- Born: 1947 Oudja, Morocco
- Occupation: Filmmaker
- Years active: 1974–present
- Notable work: Retour à Oujda Do You Remember Laurie Zimmer?

= Charlotte Szlovak =

Moroccan-born French filmmaker (born 1947)

Charlotte Szlovak is a Hungarian-French filmmaker.

==Biography==
Szlovak was born in 1947. Her family emigrated from Hungary to Oudja before World War II.

==Career==
Szlovak began her film career as the cinematographer of Chantal Akerman's 1974 experimental film Je, tu, il, elle ("I, you, he, she"), but she is now best known as the writer and director of independent documentary films.

Many of Szlovak's films focus upon aspects of her past and address larger issues through the lens of her personal experiences. Her 2003 documentary, Do You Remember Laurie Zimmer?, is an examination of nostalgia and loss manifested in Szlovak's search to find her long-lost friend, the American actress Laurie Zimmer.

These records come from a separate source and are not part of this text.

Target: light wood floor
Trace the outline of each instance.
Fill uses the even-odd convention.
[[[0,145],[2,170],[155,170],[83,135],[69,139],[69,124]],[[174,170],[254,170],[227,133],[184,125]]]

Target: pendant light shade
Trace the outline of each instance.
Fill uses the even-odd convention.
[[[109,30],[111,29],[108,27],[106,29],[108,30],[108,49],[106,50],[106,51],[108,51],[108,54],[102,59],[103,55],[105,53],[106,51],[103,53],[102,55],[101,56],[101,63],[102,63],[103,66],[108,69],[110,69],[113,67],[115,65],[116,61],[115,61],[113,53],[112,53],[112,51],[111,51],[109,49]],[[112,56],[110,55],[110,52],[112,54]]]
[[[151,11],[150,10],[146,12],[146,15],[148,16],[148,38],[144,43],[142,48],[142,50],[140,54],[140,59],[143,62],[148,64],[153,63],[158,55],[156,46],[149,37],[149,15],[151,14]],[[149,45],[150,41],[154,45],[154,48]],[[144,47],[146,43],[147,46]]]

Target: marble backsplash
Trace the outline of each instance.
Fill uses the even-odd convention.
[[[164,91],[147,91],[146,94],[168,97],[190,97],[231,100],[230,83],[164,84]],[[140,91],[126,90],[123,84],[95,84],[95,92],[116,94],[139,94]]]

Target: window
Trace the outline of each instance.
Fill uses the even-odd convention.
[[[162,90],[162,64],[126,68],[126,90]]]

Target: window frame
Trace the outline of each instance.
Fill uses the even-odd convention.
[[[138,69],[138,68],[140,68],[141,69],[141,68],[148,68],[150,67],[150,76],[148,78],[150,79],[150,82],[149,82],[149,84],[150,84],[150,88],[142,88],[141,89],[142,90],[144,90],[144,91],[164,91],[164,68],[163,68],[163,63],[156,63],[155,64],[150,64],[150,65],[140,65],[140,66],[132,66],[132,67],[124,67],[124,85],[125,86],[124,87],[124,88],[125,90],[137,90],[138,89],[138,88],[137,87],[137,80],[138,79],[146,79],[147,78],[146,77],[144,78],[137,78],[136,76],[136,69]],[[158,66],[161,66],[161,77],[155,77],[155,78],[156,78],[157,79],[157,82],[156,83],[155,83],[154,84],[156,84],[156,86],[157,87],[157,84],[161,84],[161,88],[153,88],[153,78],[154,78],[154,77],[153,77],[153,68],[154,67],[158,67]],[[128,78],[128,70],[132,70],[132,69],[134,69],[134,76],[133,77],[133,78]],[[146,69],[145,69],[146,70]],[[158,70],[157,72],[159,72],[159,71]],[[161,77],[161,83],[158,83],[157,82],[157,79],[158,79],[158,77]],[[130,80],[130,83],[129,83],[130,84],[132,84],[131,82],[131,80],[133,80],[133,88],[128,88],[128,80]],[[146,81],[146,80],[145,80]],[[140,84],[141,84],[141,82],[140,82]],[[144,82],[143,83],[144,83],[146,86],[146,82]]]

She is known for her films about interconnections between Jewish and Muslim communities in Morocco. Among these are Docteur Imre Szlovak ("Doctor Imre Szlovak"), a 1995 film about Szlovak's Hungarian father and his life as a Jewish immigrant in Morocco, and Retour à Oujda ("Return to Oujda"), a 1987 film in which she explores the close ties between Jews and Muslims in Oudja, the town where she grew up.